Bundeskanzler Gerhard Schröder wird Ungarn vom 15. bis 16. September einen offiziellen Besuch abstatten. Begleitet wird er von Bundesforschungsministerin Edelgard Bulmahn und einer Wirtschafts- und Wissenschaftsdelegation.

Schröder besucht Ungarn anlässlich des 15. Jahrestages der Grenzöffnung für DDR-Bürger, die letztendlich die deutsche Einheit ermöglicht und den deutsch-ungarischen Beziehungen eine neue Qualität verliehen hatte. Bundespräsident Johannes Rau drückte es im April dieses Jahres bei seinem Besuch in Budapest so aus:

"Wir haben den Ungarn außerordentlich viel zu verdanken, und die wenigsten Menschen haben ein so gutes Gedächtnis, dass sie das präsent haben. Wenn nicht am 2. Mai 1989 die Ungarn diesen elektrischen Zaun stillgelegt hätten und viele aus der DDR auf diese Weise nach Westdeutschland gekommen wären, hätte es die Entwicklung in Prag nicht gegeben am 30. September, hätte es den Fall der Mauer so nicht gegeben am 9. November. Die Ungarn sind so was wie die Urheber der deutschen Einheit, und dafür einen Dank abzustatten, das war mir schon wichtig."

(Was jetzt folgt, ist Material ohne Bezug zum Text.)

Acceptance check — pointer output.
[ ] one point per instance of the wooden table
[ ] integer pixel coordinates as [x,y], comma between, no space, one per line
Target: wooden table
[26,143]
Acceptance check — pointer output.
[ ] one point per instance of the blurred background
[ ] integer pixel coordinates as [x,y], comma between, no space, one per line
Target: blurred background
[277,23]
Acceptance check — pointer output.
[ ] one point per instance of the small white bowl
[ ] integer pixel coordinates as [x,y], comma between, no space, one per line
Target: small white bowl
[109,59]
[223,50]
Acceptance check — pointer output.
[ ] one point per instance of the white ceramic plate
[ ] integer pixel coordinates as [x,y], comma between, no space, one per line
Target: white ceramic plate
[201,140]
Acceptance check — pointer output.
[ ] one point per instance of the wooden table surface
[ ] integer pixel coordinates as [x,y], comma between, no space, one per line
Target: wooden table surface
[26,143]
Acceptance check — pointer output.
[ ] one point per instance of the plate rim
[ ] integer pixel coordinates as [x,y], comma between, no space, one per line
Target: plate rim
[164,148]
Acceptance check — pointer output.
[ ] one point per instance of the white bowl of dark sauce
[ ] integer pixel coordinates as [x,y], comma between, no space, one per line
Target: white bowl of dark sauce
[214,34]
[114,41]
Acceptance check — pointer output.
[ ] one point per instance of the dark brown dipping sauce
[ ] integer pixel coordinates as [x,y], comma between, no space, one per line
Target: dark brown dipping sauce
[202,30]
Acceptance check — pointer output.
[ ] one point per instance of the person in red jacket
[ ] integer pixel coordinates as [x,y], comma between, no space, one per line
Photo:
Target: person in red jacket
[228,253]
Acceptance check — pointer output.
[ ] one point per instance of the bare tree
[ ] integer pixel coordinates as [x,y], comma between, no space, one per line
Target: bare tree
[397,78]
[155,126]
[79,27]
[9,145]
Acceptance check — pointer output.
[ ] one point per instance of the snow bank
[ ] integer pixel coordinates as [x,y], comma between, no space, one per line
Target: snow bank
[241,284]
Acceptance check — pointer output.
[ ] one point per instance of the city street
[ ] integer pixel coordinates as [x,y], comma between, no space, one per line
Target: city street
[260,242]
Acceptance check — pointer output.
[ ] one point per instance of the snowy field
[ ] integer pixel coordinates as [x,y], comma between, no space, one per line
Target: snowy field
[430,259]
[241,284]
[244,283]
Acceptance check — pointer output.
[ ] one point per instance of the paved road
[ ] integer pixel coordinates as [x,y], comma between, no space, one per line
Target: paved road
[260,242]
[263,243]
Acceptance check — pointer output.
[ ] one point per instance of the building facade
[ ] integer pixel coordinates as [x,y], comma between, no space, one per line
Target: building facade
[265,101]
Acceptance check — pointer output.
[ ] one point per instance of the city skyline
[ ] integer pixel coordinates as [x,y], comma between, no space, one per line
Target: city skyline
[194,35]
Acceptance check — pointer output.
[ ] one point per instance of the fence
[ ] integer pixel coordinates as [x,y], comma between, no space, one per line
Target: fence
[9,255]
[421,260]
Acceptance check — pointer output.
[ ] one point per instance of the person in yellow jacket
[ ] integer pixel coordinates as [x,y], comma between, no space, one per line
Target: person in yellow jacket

Die Magyaren hätten lange Zeit gern gesehen, wenn der Dank der Deutschen auch in zählbaren Münzen zum Ausdruck gekommen wäre. Doch die Lasten der deutschen Einheit ließen keinen Spielraum für eine großzügige finanzielle Hilfe zu.

Nichtsdestotrotz haben sich die Beziehungen der beiden Staaten sehr gut entwickelt. Strittige Fragen gibt es nicht, so kann der Bundeskanzler sein Programm in Budapest entspannt absolvieren, das im Zeichen der weiteren Vertiefung der politischen und wirtschaftlichen sowie der wissenschaftlichen Zusammenarbeit steht. Schröder trifft sich mit dem scheidenden Ministerpräsidenten Peter Medgyessy, der nach einer Koalitionskrise Ende August seinen Rücktritt erklärt hatte, und mit dessen nominiertem Nachfolger Ferenc Gyurcsany. Eine gute Gelegenheit, den 43-jährigen Shootingstar der Sozialisten kennen zu lernen, den das Parlament voraussichtlich Ende September zum Premier küren wird.

Ähnlich wie die politischen entwickeln sich auch die wirtschaftlichen Beziehungen sehr gut und dynamisch. Eine Tatsache, die vor allem für Ungarn - EU-Mitglied seit 1. Mai - von großer Bedeutung ist, denn sein wichtigster Handelspartner heißt Deutschland. Auch auf dem Gebiet der Investitionen spielen die Deutschen eine wichtige Rolle: Seit 1989 haben sie in Ungarn über zwölf Milliarden Euro investiert -

etwa 55 Prozent der dorthin geflossenen Auslandsinvestitionen - und beschäftigen mehr als 200.000 Menschen.

Deutsche Investoren verhehlen allerdings nicht, dass das Donauland inzwischen an Attraktivität verlor. Die Ursachen sind mannigfaltig: Man konnte die bürokratischen Auswüchse immer noch nicht beseitigen. Es herrscht Mangel an gut ausgebildeten Arbeitkräften, die Löhne stiegen seit 2002 um 50 Prozent und der Forint fährt seit Juni 2003 Achterbahn. Zudem verursachen widersprüchliche Äußerungen zu Wechselkurs und Inflationsziel sowie die laxe Finanzpolitik Unsicherheiten.

Diese Probleme sind auch dem zukünftigen Premier bekannt, der gerade hier einen Hebel ansetzen will:

"Meines Erachtens ist es wichtig, dass Stabilität und Ruhe die Wirtschaftspolitik des Landes charakterisieren, damit Ungarn weiterhin Zielpunkt für ausländische Investoren bleibt."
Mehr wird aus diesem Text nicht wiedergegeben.